Do have a look at the original blog as well, but here’s my 3-minute summary:
Gordon finds that there are four main features of the R programming language that are essential to his work and in a sense unique to the R language. Here they are, along with quotes by Gordon explaining R’s unique selling points in his words:
(1) Native data science structures
It’s relatively easy to do data science in R without any external libraries. You can read data from a csv into a data frame, plot and clean that data, and analyse it using built-in statistical models.
(2) Non-standard evaluation
Non-standard evaluation lets you do things like use a variable name in a plot title, or evaluate a user-supplied expression in a different environment.
For example, R lets you specify models with a formula interface like this:
lm(mtcars, mpg ~ cyl). This is a natural way for statisticians to specify statistical models because they’re usually familliar with the syntax, but without NSE there’s no way to make that function work as written because
cylare not objects in the calling environment.
(3) Packaging concensus
R let me get up and running, installing packages, filtering data, and printing plots in under 20 minutes, which meant that I stayed interested in the language and eventually started using it professionally. I had actually started to learn Python at around the same time but just found it too difficult.

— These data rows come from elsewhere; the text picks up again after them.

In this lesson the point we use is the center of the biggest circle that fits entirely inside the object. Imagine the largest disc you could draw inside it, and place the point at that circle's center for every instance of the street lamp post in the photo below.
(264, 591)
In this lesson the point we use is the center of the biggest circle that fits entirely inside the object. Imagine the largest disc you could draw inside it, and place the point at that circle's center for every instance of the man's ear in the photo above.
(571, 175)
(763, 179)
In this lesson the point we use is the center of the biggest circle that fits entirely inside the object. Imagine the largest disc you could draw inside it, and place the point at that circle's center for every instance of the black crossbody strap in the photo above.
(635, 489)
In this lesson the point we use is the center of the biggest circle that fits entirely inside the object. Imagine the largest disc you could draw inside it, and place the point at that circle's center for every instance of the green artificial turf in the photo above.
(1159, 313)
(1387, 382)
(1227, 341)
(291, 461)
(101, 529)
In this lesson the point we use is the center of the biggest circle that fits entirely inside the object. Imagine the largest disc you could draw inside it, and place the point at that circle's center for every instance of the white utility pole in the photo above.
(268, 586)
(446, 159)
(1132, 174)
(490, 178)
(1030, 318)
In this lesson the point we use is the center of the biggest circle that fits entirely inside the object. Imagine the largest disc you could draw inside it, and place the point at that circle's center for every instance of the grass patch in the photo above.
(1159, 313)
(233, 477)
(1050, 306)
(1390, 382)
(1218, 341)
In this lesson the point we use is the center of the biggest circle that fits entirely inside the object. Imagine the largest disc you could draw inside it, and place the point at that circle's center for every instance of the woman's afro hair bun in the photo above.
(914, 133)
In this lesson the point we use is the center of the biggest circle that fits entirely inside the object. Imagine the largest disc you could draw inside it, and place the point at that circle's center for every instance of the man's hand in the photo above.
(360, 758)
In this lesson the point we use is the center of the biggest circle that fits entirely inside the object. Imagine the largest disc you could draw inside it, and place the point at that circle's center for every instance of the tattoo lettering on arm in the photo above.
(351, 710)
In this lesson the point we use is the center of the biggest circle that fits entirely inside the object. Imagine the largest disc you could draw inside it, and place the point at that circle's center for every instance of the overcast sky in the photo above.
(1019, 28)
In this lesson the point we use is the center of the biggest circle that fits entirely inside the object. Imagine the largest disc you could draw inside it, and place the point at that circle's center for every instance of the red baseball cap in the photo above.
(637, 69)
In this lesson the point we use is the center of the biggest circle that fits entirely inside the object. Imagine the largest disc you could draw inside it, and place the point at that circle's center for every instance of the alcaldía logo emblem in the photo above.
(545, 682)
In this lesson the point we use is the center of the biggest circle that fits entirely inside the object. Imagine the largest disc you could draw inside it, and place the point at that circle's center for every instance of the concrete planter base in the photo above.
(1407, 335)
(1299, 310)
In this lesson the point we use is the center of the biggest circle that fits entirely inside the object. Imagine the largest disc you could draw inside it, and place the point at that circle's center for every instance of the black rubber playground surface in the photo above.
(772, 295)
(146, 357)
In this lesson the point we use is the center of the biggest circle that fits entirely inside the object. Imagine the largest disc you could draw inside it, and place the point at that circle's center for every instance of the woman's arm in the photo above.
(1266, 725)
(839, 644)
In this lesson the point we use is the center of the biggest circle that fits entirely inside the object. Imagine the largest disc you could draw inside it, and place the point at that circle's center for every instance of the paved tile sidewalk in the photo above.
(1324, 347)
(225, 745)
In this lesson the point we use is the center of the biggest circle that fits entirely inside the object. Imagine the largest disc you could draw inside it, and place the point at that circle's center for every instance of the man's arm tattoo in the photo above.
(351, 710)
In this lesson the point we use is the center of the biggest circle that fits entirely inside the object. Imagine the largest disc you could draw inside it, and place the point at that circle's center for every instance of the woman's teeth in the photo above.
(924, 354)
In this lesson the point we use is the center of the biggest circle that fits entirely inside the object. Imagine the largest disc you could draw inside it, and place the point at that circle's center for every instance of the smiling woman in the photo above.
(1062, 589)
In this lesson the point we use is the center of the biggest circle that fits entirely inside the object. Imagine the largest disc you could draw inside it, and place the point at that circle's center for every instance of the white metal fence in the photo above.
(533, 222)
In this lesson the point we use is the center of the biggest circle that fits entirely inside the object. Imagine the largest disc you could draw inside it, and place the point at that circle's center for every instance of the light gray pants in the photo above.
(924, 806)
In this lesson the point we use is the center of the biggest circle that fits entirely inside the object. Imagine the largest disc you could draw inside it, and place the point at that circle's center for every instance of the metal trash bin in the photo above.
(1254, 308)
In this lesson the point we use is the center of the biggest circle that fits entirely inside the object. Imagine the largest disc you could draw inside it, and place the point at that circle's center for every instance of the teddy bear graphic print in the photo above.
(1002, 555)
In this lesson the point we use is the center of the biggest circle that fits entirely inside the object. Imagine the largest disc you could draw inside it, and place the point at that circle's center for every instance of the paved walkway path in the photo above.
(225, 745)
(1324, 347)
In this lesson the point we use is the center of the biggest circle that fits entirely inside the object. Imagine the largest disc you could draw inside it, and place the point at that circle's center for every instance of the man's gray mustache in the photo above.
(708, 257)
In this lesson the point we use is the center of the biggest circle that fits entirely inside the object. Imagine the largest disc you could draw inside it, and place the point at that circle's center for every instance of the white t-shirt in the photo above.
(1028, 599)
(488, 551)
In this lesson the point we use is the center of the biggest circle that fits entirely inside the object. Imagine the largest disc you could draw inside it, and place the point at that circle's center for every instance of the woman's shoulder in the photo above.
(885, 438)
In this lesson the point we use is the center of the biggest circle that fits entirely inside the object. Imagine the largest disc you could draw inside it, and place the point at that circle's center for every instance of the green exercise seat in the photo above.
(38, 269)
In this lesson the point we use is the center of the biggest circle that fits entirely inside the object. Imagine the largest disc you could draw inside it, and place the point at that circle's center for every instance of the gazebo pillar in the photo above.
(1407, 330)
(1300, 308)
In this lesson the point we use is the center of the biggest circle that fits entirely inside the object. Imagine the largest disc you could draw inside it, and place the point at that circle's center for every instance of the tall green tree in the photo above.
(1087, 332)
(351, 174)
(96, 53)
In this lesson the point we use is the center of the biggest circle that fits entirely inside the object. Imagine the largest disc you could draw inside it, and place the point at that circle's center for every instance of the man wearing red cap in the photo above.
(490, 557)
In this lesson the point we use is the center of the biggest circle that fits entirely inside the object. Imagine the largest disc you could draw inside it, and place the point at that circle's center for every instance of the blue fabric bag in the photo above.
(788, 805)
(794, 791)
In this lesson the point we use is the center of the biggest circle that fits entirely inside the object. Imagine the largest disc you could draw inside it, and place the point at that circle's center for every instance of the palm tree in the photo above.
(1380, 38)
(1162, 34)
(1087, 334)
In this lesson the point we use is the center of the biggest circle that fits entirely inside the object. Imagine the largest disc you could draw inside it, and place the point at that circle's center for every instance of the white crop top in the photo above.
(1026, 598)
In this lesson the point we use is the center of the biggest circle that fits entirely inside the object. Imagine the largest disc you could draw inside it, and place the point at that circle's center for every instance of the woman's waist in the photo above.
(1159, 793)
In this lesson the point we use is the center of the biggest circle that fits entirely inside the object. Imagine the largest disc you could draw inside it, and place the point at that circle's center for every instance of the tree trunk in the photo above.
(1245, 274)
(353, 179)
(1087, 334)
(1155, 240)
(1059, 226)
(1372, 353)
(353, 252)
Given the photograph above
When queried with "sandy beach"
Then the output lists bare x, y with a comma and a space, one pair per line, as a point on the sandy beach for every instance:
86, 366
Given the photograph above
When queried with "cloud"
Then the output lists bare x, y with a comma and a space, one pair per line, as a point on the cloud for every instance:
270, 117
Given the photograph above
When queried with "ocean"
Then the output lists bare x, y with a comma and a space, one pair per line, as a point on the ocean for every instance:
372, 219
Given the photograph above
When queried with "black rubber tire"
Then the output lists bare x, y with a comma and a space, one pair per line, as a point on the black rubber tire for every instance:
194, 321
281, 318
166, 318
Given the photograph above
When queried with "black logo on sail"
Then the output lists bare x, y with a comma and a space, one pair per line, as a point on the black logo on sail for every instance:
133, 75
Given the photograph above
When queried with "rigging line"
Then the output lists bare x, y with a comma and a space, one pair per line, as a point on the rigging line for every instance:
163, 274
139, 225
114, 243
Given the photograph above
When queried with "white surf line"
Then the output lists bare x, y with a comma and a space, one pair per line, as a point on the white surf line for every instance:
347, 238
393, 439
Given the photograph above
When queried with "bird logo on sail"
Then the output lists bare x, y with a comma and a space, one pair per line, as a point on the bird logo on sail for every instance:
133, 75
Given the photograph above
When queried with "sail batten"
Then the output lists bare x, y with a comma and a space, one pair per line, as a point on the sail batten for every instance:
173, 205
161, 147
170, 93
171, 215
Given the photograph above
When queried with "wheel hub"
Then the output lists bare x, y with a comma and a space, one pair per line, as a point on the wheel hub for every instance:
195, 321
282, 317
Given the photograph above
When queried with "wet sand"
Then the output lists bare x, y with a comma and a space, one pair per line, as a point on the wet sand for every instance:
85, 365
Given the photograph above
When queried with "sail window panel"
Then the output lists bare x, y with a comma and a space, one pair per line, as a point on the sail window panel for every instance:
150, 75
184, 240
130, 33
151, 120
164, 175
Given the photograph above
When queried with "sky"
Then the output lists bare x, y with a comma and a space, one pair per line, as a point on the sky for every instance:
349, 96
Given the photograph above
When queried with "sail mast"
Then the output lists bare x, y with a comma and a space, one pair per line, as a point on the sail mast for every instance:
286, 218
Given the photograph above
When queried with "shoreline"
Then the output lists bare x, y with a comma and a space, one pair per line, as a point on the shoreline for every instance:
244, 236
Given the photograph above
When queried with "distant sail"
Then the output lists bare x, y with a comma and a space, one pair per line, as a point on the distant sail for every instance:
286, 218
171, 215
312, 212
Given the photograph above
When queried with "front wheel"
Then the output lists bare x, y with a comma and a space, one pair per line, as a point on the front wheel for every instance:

The user that I care the most about only has 20 minutes of attention and no real programming skill, so the only thing they can “just” do is copy and paste one line of code into a console. If that doesn’t work, I’ve lost them, and they’ll spend another lonely year renewing their SPSS licenses.
(4) Functional programming
I really like this pattern of [functional] programming because breaking complicated jobs down into small functional bricks gives me confidence that the overall solution is correct. I can work on the small functions, verify that they’re correct through tests, and then know that combining those building blocks together won’t change their behaviour.
Although I personally do not fully agree with these four points (e.g., I very much like to leverage functional programming in Python and it works like a charm!) I very much liked the outline Gordon provides. I’d love to hear your thoughts as well, so do share them in the comments.
For now, let’s end with some other lovely quotes by Gordon:
The thing is, I don’t use R out of some blind brand loyalty but because I don’t like working hard.
I came to R from an Excel background, and for a long time I had internalized the feeling that serious engineers used Python, while analysts or researchers could use languages like R. Over time I’ve realized that the people making that statement often aren’t really informed. They rarely know anything about R, and often don’t really write production-quality code themselves.
In contrast, most of the very senior engineers I’ve met understand that all programming languages are basically just bundles of trade-offs, and so no single language is going to be globally superior to another. There really are no production languages – only production engineers.